So... Here we go, since the wedding, I have had a baby,
Moved from one house to another, and discovered a whole host of things about living in Scotland!
For starters, life here is so much harder then I ever thought it would be, and I get frustrated with myself for having such a hard time adjusting.
Here is the thing... When you move from one developed English speaking country to another developed English speaking country... you don't think it's going to be that much different, but then BAM, all the differences from the major to the miniscule hit you in the face.... and bruise you.
Like when you're grocery shopping with two babies, and they're both screaming, and you're trying to balance a grocery basket on top of a double stroller while getting groceries for a family of 5 for the week.
It takes a lot longer because they call "tomato sauce" "passata" here... because Ketchup is called "tomato sauce". No big deal... unless you spend an hour at the grocery store trying desperately to find tomato sauce, and end up in tears because your recipe calls for two 16 oz cans of tomato sauce and not only can you not find it but everything is done in grams and your phone has died because you forgot to turn on the outlet last night so your phone didnt charge and you cant look up on google how many grams 16 oz is.

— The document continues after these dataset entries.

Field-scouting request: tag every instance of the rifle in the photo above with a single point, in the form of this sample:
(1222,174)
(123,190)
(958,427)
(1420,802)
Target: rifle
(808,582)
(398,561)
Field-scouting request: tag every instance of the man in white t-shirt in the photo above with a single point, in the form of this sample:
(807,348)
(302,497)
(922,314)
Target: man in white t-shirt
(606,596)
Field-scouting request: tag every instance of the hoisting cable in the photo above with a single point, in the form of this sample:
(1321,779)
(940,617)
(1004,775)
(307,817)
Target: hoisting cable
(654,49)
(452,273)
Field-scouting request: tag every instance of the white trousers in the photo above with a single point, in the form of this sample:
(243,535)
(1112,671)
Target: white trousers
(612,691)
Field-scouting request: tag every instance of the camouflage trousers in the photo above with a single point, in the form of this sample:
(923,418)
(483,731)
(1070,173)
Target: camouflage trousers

Sometimes being a parent can make you look ridiculous! My double buggy doesn't fit through grocery isle...and this is my SMALL double buggy |
Pickles are called gherkins here. If you get pickle, it's a jar of a sort of chutney made with onions and carrot and who knows what else... it's delicious with cheese and crackers, but if you're expecting a dill pickle, you will be in for a surprise!
Need a ham for Easter? It's called gammon here.
I will address Grocery carts in my next post, but here, they are called "trollies"
It's kind of like a mean grocery game, but if you're in the right mood... it can be fun...but not when you're with screaming babies... I believe there was one instance when the checkout guy said "You look frazzled" and I screamed "DON'T HAVE SEX EVER!" at him.